The FLSA’s professional exemption has two subcategories: the “learned professional” (those who perform work requiring the use of advanced knowledge customarily acquired through prolonged academic instruction), and its sibling, the “creative professional” (those engaged in the “performance of work requiring invention, imagination, originality or talent in a recognized field of artistic or creative endeavor"). See 29 C.F.R. § 541.302(a). This week, the federal Court of Appeals for the Ninth Circuit reviewed one of the few decisions analyzing the applicability of this exemption, and affirmed the lower court’s ruling that the defendant newspaper’s reporters did not meet its requirements.  Wang v. Chinese Daily News, 2010 U.S. App.
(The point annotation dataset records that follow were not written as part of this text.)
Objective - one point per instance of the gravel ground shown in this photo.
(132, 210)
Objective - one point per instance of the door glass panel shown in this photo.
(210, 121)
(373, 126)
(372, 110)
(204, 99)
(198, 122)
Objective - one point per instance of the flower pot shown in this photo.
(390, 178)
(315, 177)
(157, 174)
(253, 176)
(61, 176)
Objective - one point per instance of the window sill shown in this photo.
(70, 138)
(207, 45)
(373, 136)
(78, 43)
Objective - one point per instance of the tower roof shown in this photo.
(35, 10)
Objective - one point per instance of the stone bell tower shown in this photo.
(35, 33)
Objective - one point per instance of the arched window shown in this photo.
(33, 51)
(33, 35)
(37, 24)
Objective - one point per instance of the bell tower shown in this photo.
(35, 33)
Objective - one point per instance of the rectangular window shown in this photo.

LEXIS 19929 (9th Cir. 2010)

The Ninth Circuit focused on the DOL’s regulation addressing the potential applicability of the exemption to journalists. That regulation distinguishes between work requiring “invention, imagination, originality or talent” from work which depends primarily on “intelligence, diligence and accuracy.” 29 C.F.R. § 541.302(d). In affirming, the Circuit Court concluded that the materials submitted on summary judgment made clear that newspaper’s articles did not have the sophistication of the national-level papers, where there might be a “small minority of journalists who are exempt.” Moreover, the Court held the intense pace at which newspaper reporters worked precluded them from engaging in sophisticated analysis. Their primary duties did not involve "conducting investigative interviews; analyzing or interpreting public events; writing editorials, opinion columns or other commentary," even if they engaged in these activities some of the time, the Court held.  The Court concluded that characterizing journalists as exempt would therefore be “inconsistent with the Department of Labor’s intent that ’the majority of journalists . . . are not likely to be exempt,’ and with the requirement that FLSA exemptions be construed narrowly.” Chinese Daily News, 2010 U.S. App. LEXIS 19929 at * 13-15 (internal citations omitted). 

When the district court granted summary judgment to the plaintiffs it noted that as of that date there was only one case where a court found a newspaper reporter to be exempt. Lynne Wang v. Chinese Daily News, Inc., 435 F. Supp. 2d 1042, 1053 (C.D. Cal. 2006) citing Sherwood v. Washington Post, 871 F. Supp. 1471 (D.D.C. 1994)(exempting Washington Post bureau chief assigned to cover Mayor Marion Barry and later the vice presidential campaign). 

The Ninth Circuit’s decision, along with two earlier Circuit opinions it cites, is a cautionary tale regarding the narrow scope of the creative professional exemption, particularly as applied to journalists. Employers, especially those in the newspaper, magazine and related industries, must ensure that any individual treated as an exempt creative professional utilizes the requisite “invention, imagination, originality or talent” in performing his/her job duties. New media content providers must also be aware that – technological differences notwithstanding – authors and producers of Internet content will be analyzed under the same framework.